Oslo, the capital of Norway, has a strange garbage problem. Too much? No, not enough. At first it might seem like any garbage is too much garbage, but Oslo (like many other cities in Scandinavia and Northern Europe) has built cogeneration plants that produce heat and electricity from garbage -- enough to heat about half of the city. But the locals don't produce enough garbage, partly because of their high recycling rate, so they have to import millions of tonnes of it from places like England and Sweden. They're even considering importing American garbage.


Photo courtesy: Flickr/CC BY 2.0

The regional garbage shortage seems like it's about to get worse too:
Yet the fastidious population of Northern Europe produces only about 150 million tons of waste a year, he said, far too little to supply incinerating plants that can handle more than 700 million tons. “And the Swedes continue to build” more plants, he said, a look of exasperation on his face, “as do Austria and Germany.”

Stockholm, to the east, has become such a competitor that it has even managed to persuade some Norwegian municipalities to deliver their waste there. By ship and by truck, countless tons of garbage make their way from regions that have an excess to others that have the capacity to burn it and produce energy.

“There’s a European waste market — it’s a commodity,” said Hege Rooth Olbergsveen, the senior adviser to Oslo’s waste recovery program. “It’s a growing market.” (Source: The New York Times)
The question is, will this create incentives to produce more garbage, or at least not reduce the amount produced as fast as it would be otherwise? What are the environmental issues with these incinerators?
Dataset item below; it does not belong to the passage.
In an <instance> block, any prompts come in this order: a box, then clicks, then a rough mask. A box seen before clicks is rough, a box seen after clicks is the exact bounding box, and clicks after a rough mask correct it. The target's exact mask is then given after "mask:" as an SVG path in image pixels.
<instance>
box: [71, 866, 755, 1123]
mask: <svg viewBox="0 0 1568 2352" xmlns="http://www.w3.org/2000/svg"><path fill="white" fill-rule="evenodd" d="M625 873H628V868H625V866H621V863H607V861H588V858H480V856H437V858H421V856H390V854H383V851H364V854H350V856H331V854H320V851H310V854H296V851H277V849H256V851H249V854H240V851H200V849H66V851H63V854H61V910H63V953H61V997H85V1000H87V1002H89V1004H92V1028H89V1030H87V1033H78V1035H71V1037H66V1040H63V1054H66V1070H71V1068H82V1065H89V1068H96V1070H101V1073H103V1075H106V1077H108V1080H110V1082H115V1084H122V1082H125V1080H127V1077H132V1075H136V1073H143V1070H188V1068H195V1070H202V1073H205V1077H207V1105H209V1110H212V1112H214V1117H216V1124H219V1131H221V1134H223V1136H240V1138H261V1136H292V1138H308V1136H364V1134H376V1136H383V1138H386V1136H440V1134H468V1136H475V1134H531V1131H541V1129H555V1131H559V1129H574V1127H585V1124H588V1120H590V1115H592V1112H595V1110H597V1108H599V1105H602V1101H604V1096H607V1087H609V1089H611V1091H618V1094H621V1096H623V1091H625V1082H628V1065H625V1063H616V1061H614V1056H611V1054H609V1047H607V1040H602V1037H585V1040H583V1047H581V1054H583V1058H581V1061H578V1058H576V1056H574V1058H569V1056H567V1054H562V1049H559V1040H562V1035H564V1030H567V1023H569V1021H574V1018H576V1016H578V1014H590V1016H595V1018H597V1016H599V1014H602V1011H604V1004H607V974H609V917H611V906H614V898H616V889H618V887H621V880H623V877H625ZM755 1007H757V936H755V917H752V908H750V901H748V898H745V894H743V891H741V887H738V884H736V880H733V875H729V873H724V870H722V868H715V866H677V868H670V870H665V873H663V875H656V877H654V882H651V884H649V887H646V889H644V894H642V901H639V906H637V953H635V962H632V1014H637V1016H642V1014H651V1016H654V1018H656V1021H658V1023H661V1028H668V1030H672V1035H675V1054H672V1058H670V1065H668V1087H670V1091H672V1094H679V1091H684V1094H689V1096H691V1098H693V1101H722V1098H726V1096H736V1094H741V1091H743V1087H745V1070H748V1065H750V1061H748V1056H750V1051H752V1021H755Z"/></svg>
If done well with state-of-the-art equipment, incineration can be better than landfilling because it breaks down many toxins, but there can also be downsides. Norway does a good job of separating what can be recycled and what can be composted from the rest, but if they import garbage from other countries that don't do as good a job, are they burning resources that could be more useful in other ways? Can these cogeneration plants easily switch to more sustainable sources of fuel (waste biomass? but where to find enough?)?